As Hand stated, since that first week of May, producers have not been able to get into their fields to finish planting, as the amount of rain they’ve gotten is unlike anything they’ve seen, which, according to producer, Brian Ponder, just creates more challenges to deal with throughout the season.
“Typically, in our area after about the 25th of May our yields start to decline. So, normally we would like to be through around the 20th through the 25th, but in years past at that point that’s when we see a decline in yields. Now, it’s not every year because every year’s different, and we know the Lord can work things out. We may end up making the best crop we’ve ever made, but typically planting as late as we are, we’re kind of challenged to get the yields that we need,” says Brian Ponder, Owner of Pondagold Farms in Tifton.

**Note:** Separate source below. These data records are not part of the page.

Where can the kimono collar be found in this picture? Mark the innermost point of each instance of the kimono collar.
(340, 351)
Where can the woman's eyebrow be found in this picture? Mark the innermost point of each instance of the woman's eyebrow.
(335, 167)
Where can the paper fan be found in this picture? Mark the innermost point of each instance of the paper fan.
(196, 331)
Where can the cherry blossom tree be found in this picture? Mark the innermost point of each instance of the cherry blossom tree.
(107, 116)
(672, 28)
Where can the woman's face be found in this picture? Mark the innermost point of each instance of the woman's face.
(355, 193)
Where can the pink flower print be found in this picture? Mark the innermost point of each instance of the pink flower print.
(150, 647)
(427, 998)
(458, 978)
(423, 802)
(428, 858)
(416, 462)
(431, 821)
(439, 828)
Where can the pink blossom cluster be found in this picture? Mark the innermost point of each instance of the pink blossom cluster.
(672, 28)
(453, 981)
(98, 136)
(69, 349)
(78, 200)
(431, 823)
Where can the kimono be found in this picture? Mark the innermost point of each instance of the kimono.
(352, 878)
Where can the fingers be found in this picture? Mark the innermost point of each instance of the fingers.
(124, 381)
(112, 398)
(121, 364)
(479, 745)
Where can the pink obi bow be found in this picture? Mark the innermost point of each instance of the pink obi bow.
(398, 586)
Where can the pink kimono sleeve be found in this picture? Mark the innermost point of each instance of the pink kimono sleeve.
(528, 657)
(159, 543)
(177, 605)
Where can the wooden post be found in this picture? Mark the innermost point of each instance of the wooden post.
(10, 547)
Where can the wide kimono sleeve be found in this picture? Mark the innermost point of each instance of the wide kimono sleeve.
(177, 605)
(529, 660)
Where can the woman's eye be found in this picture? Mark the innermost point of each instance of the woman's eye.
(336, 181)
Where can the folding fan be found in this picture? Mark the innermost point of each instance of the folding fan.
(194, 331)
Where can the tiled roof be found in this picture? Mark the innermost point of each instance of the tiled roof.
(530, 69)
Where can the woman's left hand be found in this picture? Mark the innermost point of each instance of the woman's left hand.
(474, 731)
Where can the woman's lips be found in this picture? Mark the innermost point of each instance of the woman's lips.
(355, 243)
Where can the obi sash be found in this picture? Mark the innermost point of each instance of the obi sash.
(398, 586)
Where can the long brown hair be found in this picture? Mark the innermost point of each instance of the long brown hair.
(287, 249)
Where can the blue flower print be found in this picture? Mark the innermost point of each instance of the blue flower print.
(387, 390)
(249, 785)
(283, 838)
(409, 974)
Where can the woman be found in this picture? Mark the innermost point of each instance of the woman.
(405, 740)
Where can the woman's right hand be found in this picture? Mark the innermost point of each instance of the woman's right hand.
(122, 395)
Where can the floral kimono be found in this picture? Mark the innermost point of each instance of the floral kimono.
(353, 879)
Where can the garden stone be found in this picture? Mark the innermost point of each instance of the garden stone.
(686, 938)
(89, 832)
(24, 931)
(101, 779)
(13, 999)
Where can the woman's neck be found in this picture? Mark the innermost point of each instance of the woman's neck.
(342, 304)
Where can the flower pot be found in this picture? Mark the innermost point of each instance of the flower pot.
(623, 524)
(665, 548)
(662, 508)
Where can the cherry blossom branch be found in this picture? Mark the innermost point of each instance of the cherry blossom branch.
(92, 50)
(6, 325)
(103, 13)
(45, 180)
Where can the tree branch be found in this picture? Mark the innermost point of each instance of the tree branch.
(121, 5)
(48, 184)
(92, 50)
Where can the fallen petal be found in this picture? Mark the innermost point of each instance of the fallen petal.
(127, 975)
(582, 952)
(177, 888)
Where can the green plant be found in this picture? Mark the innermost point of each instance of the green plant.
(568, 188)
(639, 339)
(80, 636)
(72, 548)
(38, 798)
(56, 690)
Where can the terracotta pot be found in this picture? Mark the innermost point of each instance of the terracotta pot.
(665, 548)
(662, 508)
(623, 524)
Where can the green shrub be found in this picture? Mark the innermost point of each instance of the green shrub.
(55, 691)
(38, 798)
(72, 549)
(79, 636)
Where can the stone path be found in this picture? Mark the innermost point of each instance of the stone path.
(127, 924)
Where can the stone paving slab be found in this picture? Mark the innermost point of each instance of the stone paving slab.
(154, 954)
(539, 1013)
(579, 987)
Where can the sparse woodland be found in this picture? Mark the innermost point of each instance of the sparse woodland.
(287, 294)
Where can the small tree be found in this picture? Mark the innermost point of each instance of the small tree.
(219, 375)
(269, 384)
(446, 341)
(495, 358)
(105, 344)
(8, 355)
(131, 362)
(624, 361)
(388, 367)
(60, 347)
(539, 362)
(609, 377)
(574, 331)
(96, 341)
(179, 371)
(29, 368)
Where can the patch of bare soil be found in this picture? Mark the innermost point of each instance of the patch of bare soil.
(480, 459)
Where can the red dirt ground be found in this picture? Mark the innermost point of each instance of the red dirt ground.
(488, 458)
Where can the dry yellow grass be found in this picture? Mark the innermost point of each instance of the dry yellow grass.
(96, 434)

According to Hand however, he believes the state as a whole is in a decent spot and says regardless of whether or not the crop is planted on time, a good crop is still possible.
“We’re about where we need to be, but, with that being said, we do have an insurance deadline coming up. Next week is the first week of June, so a lot of folks are worried about getting a crop in. The one thing I’ll say is we can still make really good cotton that’s planted in June. We can get it off to a good start, but we just got to be a little more careful with making sure we don’t delay that crop any and finding any issues associated it with that crop and fixing those,” says Hand.
For Ponder and others like however, the real concern is with the financial issues producers are facing, as he says inputs and other costs have increased, but the price of cotton isn’t much more today than it was four decades ago, which makes it difficult to just breakeven.
“Today we can sell cotton for seventy-six cents a pound. Forty years ago, we were probably seventy-three. We’re basically selling the crop for the same price as we did four decades ago. In that time when I started growing cotton, I was paying twenty-five dollars a bag for cotton seed, now I’m paying 650 dollars. A cotton picker that I started out with, we bought a used cotton picker in 1987, I paid twenty-five thousand dollars for it, and now a new picker today is a million dollars. So that’s the challenges that we’re facing,” says Ponder.